In the 70's and 80's, from the above applications, economists like Hurwitz,
Myerson and Maskin developed mechanism design. The idea is simple and genius:
If agents play games, what if we can choose the game they play? Which game do
we choose without them walking away, but with us getting the desireable
outcome? What is, in other words, the optimal mechanism inducing the agents to
play a game? Initial examples and todays shining example of econ in action is
Auction design. Which sort of auction mechanism is best to sell ads, be ebay
or assign broadband licences? Mechanism design leads to very complex problems,
which is why until the early 90's many simplified assumptions were used. While
mechanism design has been very useful, this also lead to two developments. In
econ, papers started to get more and more complex to accomodate real life
issues like non-monetary transfers, dynamics, complex type sets and so forth.
Computer scientists trying to implement mechanisms quickly discovered that
many were simply to complex, so they started Algorithmic MD.

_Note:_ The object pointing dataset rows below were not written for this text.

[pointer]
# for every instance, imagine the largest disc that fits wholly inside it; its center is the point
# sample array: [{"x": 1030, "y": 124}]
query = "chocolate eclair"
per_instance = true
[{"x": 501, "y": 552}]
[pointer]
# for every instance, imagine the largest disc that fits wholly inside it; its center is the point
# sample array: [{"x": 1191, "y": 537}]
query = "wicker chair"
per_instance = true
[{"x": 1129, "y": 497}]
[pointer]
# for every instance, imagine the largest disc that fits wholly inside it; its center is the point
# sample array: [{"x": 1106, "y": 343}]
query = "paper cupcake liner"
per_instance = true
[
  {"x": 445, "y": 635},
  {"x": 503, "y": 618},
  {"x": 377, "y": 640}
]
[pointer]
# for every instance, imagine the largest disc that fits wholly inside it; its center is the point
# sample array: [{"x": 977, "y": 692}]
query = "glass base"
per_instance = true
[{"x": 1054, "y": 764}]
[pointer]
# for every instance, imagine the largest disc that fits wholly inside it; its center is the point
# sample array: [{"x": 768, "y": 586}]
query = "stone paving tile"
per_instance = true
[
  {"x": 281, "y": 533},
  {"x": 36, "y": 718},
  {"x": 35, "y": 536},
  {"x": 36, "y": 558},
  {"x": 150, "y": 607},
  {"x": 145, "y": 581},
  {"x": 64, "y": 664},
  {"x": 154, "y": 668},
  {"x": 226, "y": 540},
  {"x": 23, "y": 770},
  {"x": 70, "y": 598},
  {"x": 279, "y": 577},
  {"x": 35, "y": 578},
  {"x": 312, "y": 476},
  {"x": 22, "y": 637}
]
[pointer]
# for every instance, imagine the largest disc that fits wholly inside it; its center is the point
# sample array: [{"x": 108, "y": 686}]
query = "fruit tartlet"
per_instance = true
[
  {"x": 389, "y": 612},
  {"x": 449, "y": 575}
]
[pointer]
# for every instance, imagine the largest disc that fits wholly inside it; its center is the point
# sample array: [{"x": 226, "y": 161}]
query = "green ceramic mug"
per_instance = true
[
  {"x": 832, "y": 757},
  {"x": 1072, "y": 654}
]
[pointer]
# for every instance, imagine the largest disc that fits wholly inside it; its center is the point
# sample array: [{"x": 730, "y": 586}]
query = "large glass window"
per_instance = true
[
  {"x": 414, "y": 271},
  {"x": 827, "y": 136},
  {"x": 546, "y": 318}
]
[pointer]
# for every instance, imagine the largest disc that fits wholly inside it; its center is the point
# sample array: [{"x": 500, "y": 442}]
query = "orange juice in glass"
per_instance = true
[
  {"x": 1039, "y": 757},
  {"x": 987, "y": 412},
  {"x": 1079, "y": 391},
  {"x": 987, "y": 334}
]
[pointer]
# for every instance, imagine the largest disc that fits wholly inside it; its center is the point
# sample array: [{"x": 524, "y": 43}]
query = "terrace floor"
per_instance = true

6\. Experimental and behavioral games:

So earlier, I said that a whole cataloque of equilibrium refinement basically
died out. Why is that? Well, with behavioral econ we were introduced to more
realistic approaches to decisionmaking. Then questions arose, such as "what if
I can not count on rationality of my competitor". As it turns out, this may
actually break the inference of Nash equilibria pretty handily.

At the same time, economists and psychologists put people in experiments to
play games. In some situations, Nash worked well. In other situations, one
could accomodate much by using more complex Decision Theory. But in many
instances, people would just not play Nash. In other words, they couldn't even
figure out the most basic solution concept. Indeed one can do all sorts of
experiments in a Game Theory 101 class showing that people often choose much
too heuristically. Equilibrium refinements make Nash more complex, it was
clear they had to be abandoned. Currently, research joint in decision theory
and game theory works on finding better ways to model behavior when Nash is
not reached.

Books:

Osborne/Rubinstein has been mentioned. Contrary to what was said, this is an
undergrad book and a solid intro. There are two classic works. The major one
is by Tirole and Fudenberg, the other is by Myerson. The former is more
standard, the latter is better. Now there is a new book by Maschler, Solan and
Zamir with like 900 pages. It's really good, and I would definitly get it as a
second book after an intro.

For Mechanism Design, the best book is by Tilman Boergers. It's also free to
download. Auction Theory specifically has a standard volume by Krishna. Both
of those are math heavy. This is true in general, but Game Theory concepts can
often be explained by intuition. For Mechanism Design, I fear that a solid
math background would be required, because the space of "choosing a game" is
mathematically not so nice. However solid means you should have a good
grounding in analysis and optimization, perhaps dynamic systems. Basically, a
math heavy undergrad education will be fine.

hope this helps

------
nurettin
Explanation of Part V in the introduction is interesting and might be a
property which sets this book apart from the fold.

------
nurettin
Anyone know of any sources for game theory applications to ethics?